И люди как на ладони. Через полчаса Игорь уже все знал и о знакомых и о незнакомых. Новиков — это цэу, только ценные указания, любит поруководить, поначальствовать. Зазнается, потому что хорошо работает и зарабатывает. Умен, но не в геодезии, тут у него самая простая работа. Говорили и о Кате Русских. Она из числа тех, кто, родившись в селе Ивановке, здесь крестился, здесь женился, здесь и соборовался. Катя выезжала только в ближайшие поселки со своей библиотекой, а так — весь мир умещался в коробке транзистора да книгах.

С детства была молчаливой, работящей, доброй и ласковой, несмотря на то, что мужчин готова стрелять за одни лишь взгляды. С детства же Катя возненавидела пьянство и панически боялась пьяных. Поговаривали, что мать ее умерла от белой горячки. Потому, наверно, ни на одном празднике Катя не выпила ни грамма спиртного. «Что, старой девой помереть собралась? — говорили ей поселковые женщины. — Поезжай в город, на Большую землю, с твоей красотой да в такой глухомани сидеть!»

Но даже зимой, когда от книг пухла голова, фильмы крутили по три месяца одни и те же и не было самолетов, завывали метели, даже тогда она отвечала: «А мне и здесь хорошо!» Лишь на двадцать шестом, выдернув прорезавшуюся в косе первую серебряную волосинку — на Севере быстро седеют — она позволила издали любить себя.

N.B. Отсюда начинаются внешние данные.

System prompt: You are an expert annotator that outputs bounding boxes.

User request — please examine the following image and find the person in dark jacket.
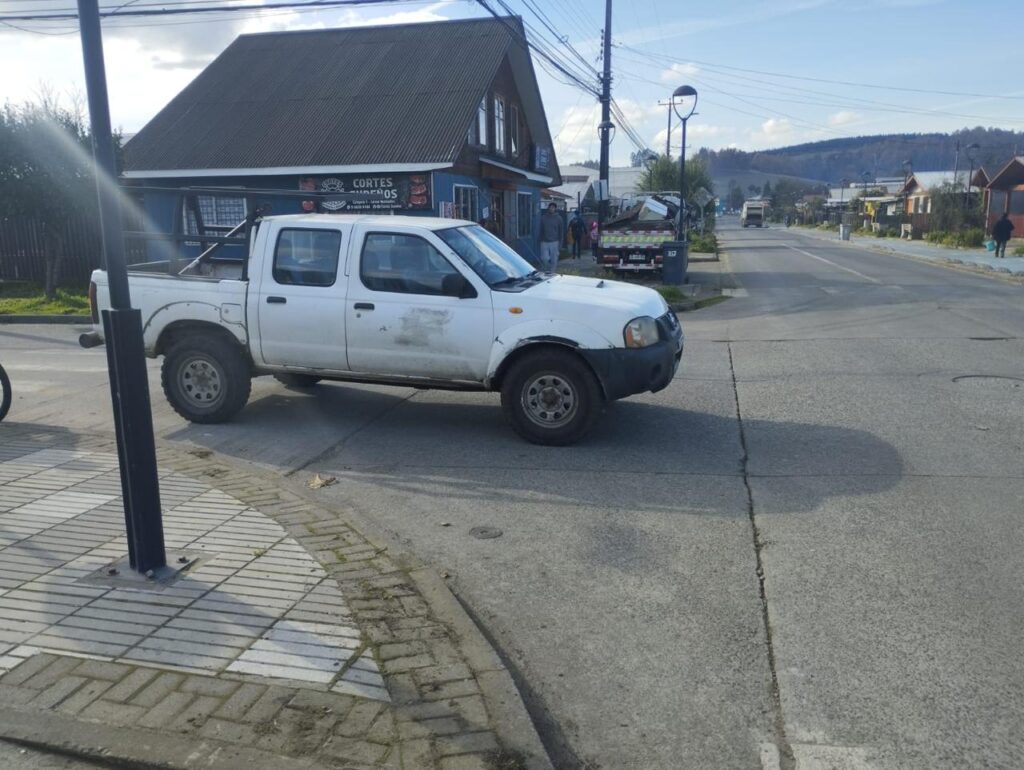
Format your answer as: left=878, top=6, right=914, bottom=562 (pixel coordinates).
left=992, top=214, right=1014, bottom=258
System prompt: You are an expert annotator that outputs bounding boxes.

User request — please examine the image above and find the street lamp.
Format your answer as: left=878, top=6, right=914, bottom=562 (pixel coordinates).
left=964, top=141, right=981, bottom=211
left=672, top=86, right=697, bottom=243
left=595, top=121, right=615, bottom=243
left=900, top=158, right=913, bottom=231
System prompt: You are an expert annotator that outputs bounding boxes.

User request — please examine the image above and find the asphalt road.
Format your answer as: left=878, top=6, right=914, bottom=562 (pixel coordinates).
left=0, top=219, right=1024, bottom=770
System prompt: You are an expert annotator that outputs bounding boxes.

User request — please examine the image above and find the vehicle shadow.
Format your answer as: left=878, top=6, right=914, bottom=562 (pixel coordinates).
left=167, top=386, right=903, bottom=515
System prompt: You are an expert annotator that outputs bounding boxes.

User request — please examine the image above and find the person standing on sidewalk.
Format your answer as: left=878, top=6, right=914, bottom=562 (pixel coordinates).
left=569, top=209, right=587, bottom=259
left=541, top=204, right=565, bottom=272
left=992, top=213, right=1014, bottom=259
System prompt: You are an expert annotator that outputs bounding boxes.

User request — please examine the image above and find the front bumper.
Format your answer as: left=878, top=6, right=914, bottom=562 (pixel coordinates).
left=580, top=311, right=683, bottom=401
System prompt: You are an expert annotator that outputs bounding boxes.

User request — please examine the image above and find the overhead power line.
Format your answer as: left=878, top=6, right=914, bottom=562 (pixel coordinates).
left=0, top=0, right=419, bottom=23
left=617, top=43, right=1024, bottom=101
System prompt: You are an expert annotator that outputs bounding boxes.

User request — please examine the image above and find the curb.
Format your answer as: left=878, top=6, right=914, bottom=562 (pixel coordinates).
left=408, top=567, right=554, bottom=770
left=0, top=424, right=554, bottom=770
left=276, top=468, right=554, bottom=770
left=790, top=232, right=1024, bottom=283
left=0, top=313, right=92, bottom=324
left=0, top=705, right=327, bottom=770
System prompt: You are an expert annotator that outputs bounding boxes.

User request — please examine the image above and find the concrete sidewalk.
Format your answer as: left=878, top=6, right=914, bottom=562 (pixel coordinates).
left=0, top=423, right=550, bottom=770
left=796, top=227, right=1024, bottom=275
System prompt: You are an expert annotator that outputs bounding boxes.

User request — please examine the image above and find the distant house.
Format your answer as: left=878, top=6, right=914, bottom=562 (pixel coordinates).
left=124, top=17, right=561, bottom=256
left=900, top=169, right=985, bottom=216
left=985, top=156, right=1024, bottom=238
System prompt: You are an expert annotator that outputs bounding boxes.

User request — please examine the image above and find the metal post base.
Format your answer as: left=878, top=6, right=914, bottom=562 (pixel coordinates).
left=103, top=308, right=167, bottom=574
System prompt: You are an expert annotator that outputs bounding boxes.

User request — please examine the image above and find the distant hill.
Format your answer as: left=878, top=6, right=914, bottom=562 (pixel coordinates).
left=697, top=127, right=1024, bottom=182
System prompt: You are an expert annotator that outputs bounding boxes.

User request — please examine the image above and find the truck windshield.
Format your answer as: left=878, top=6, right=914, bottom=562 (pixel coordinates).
left=436, top=224, right=536, bottom=287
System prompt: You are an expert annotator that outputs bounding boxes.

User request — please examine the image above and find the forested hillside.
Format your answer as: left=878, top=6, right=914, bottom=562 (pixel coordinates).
left=698, top=127, right=1024, bottom=182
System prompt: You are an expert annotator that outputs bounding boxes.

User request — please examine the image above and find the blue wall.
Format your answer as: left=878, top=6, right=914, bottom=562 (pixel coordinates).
left=132, top=172, right=541, bottom=264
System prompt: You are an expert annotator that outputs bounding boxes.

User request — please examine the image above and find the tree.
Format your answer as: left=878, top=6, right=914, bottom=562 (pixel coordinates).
left=0, top=91, right=113, bottom=299
left=725, top=179, right=746, bottom=209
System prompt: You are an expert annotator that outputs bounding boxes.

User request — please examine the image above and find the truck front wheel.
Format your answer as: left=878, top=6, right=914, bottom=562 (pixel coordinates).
left=160, top=335, right=252, bottom=423
left=502, top=349, right=604, bottom=446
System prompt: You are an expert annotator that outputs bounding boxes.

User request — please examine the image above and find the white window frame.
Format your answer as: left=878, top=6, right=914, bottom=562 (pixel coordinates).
left=452, top=184, right=480, bottom=222
left=474, top=95, right=489, bottom=147
left=515, top=191, right=534, bottom=239
left=509, top=104, right=522, bottom=158
left=494, top=93, right=508, bottom=155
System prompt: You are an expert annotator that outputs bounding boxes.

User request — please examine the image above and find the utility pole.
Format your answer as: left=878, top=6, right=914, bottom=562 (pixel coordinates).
left=597, top=0, right=611, bottom=244
left=78, top=0, right=167, bottom=578
left=953, top=139, right=959, bottom=196
left=657, top=101, right=672, bottom=160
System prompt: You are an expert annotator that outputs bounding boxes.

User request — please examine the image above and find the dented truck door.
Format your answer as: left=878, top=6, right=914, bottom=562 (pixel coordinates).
left=345, top=224, right=494, bottom=382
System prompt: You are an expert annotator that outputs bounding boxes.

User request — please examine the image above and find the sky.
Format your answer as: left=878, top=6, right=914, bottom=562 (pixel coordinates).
left=0, top=0, right=1024, bottom=166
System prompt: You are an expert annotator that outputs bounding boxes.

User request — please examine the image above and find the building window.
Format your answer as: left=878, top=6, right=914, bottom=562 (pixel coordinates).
left=516, top=193, right=534, bottom=238
left=475, top=96, right=487, bottom=146
left=182, top=196, right=246, bottom=236
left=509, top=104, right=519, bottom=158
left=273, top=229, right=341, bottom=286
left=453, top=184, right=480, bottom=222
left=495, top=96, right=505, bottom=155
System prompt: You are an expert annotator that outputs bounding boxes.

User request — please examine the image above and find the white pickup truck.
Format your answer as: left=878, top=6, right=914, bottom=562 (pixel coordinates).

На «пятачке» все встретили Савельева как старого знакомого, расспрашивали, щедро рассказывали. Уже по одной такой повышенной общительности Игорь догадался: всему причиной — зимовка. И все говорили о начальнике. Как-то само собой получалось: «Прилетел Скрыпников», «Скрыпников сказал», «у Скрыпникова». Рассказывали, что десять лет назад он был начальником магаданской экспедиции, работал с лихими и бедовыми ребятами. Не кричит, голосом слаб, не командует, присматривается, но требовать умеет. Здесь второй год. Женат, дети и квартира в Свердловске, а жена, геолог, черт-те где, сам, наверно, не знает. Непьющий. Память на лица и разговоры потрясающая. В каждой бригаде за сезон побывает. Сам работает сутками, но и с других спрашивает. Да и как не работать — прежний начальник оставил перерасход в сто шестьдесят тысяч, вертолетами бригады в поле развозил, нормы занизил, шесть угробленных вездеходов бросил в тундре.

А Скрыпников за один сезон половину долга ликвидировал. Ввел жесточайшую экономию во всем. Отсюда и раскладушки, нуждающиеся в проволоке, и списанные в армейской части тулупы с десятком заплат каждый... Из-за этих тулупов все ветхое экспедиция стала называть «военным». Зимой Скрыпников выслал тракторы-«лаптежники» и вывез брошенные вездеходы. Отремонтировали, и ходит списанная техника. Вдвое сократил число спецрейсов, а то в прошлом году не знал, куда деваться: три Ила пришли из Березова, груженные вениками и метлами. Ничего не попишешь, был договор с полярной авиацией, а везти нечего. И так бывает вдалеке от Большой земли.